Yang joined the program to become an astronaut in 1998. Then-President Jiang Zemin had resumed the manned space program in 1992; it had been canceled in the 1970s for lack of funds. Chinese journalists said Jiang, who remains the head of the Central Military Commission, China's highest military body, had been scheduled to speak with Yang during his orbit and was expected at the Jiuquan launching site. But he did not appear, journalists said.
On two occasions on state-run TV news Wednesday night, Hu was shown saying that he was representing Jiang. Later, Gen. Cao Gangchuan, the head of China's space program, was shown speaking to Yang while he was in orbit. Cao also said he was representing Jiang, whose failure to appear prompted some speculation about his political standing. Hu, his successor, dominated Wednesday night's news, which aired long portions of two of his speeches on the space launch.
But beyond the propaganda, there was a sense of joy and wonder among many Chinese that their country, which they have been taught has been downtrodden for 150 years, had joined another elite club.
"I am proud that we Chinese have the capability to worry about our astronaut," said Zhou Qingan, a 26-year-old PhD candidate at Tsinghua University. "Just imagine if we were a poor country and had no advanced technology, then it would not be necessary for us to worry about him at all."

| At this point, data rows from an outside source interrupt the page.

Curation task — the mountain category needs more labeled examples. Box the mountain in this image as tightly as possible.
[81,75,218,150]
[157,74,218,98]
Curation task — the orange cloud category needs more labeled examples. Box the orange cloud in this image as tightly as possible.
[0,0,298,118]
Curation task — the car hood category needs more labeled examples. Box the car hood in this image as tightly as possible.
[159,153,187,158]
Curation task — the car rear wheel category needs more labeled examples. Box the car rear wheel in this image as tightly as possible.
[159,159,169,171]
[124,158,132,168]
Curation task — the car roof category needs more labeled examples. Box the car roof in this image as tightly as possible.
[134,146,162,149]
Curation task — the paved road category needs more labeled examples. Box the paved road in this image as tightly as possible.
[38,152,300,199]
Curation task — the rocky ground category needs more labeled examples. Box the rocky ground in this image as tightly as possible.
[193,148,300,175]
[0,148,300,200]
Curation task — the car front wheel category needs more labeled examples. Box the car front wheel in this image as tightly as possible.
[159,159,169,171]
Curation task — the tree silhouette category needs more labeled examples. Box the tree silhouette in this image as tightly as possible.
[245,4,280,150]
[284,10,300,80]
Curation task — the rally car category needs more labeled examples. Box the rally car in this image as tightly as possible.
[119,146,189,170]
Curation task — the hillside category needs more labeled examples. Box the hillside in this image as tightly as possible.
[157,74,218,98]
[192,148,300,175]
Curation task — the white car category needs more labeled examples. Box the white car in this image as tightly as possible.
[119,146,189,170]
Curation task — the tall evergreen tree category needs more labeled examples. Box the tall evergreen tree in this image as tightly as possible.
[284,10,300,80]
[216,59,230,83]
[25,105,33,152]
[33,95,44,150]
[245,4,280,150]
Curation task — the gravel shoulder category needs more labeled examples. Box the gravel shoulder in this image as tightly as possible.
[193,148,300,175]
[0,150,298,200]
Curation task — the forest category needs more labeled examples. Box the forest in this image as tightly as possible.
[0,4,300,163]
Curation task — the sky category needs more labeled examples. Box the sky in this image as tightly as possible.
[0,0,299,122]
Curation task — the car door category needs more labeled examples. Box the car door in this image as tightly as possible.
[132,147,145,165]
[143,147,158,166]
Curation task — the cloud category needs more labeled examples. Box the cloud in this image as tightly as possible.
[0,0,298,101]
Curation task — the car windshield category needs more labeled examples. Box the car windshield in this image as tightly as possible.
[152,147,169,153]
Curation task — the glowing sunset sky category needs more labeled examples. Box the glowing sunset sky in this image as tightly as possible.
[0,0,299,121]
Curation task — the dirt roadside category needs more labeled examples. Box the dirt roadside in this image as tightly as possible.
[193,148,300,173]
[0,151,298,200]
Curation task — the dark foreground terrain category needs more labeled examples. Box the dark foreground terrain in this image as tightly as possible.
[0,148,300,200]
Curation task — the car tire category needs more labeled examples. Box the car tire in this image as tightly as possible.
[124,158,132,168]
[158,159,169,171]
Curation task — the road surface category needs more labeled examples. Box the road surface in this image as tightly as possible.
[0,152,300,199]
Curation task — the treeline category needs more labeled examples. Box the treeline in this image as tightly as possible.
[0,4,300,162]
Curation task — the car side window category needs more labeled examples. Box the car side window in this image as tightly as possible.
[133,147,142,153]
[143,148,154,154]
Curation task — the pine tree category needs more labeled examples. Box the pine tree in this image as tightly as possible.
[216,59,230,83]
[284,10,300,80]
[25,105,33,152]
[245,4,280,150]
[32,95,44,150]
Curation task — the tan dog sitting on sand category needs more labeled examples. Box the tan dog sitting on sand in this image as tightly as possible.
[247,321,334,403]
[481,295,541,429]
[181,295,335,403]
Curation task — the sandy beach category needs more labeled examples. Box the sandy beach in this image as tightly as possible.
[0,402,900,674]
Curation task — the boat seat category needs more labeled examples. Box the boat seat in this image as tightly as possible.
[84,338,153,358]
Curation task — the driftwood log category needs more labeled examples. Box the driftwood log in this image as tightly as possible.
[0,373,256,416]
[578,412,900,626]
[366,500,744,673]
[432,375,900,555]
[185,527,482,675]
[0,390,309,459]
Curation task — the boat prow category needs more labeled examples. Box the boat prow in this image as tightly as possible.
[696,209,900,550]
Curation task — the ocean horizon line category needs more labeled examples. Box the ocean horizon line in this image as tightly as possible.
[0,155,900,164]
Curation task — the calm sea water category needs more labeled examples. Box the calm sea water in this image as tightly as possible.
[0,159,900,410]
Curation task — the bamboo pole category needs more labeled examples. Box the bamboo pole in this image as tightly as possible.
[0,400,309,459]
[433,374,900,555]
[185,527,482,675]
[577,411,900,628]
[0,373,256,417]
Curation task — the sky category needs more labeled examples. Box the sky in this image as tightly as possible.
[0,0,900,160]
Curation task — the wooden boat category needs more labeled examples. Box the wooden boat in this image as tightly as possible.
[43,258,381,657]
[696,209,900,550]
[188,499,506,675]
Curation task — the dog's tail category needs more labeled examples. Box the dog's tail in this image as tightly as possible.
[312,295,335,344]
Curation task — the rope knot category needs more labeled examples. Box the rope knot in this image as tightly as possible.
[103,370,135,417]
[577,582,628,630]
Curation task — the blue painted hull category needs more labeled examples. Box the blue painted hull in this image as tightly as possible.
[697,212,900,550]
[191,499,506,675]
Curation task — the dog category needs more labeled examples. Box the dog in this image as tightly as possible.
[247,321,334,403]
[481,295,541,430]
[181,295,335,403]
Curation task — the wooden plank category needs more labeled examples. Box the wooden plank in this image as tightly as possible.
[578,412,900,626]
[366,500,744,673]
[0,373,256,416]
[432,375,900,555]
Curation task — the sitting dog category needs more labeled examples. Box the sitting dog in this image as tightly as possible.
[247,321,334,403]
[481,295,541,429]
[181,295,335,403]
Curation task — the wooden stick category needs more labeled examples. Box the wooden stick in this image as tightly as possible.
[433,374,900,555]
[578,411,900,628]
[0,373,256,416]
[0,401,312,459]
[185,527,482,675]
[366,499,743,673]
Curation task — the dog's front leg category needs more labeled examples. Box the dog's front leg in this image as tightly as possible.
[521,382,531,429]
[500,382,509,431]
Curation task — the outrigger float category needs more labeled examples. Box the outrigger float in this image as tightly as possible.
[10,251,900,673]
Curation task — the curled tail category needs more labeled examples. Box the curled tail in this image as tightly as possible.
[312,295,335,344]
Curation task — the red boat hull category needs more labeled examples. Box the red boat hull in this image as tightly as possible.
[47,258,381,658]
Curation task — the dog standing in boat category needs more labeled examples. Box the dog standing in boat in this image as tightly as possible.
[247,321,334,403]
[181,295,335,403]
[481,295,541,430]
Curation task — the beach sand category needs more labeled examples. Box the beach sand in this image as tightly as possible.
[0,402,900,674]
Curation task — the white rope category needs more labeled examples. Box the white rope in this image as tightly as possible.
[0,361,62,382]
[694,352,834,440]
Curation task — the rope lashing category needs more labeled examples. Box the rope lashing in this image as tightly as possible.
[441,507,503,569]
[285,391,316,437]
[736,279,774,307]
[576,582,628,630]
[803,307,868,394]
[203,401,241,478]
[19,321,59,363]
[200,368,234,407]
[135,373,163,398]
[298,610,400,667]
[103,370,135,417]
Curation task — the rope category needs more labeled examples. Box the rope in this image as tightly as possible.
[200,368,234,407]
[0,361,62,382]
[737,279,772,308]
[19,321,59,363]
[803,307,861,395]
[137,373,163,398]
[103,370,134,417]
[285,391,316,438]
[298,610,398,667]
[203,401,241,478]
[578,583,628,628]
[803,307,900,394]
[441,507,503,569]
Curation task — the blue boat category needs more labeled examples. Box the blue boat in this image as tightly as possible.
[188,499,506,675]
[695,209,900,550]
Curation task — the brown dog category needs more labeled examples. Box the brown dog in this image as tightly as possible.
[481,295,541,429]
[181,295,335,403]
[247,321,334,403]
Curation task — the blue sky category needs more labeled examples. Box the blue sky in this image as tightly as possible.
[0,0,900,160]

Aboard the international space station, according to the Associated Press, American astronaut Edward Lu, whose parents were born in China, spoke in Chinese as he addressed these wishes to Yang: "Welcome to space" and "Have a safe journey and I wish you success."
His colleague, Russian cosmonaut Yuri Malenchenko, told Mission Control in Houston: "I am glad to have somebody else in space instead of me and Ed. Also, I know it was great work by thousands and thousands of people from China."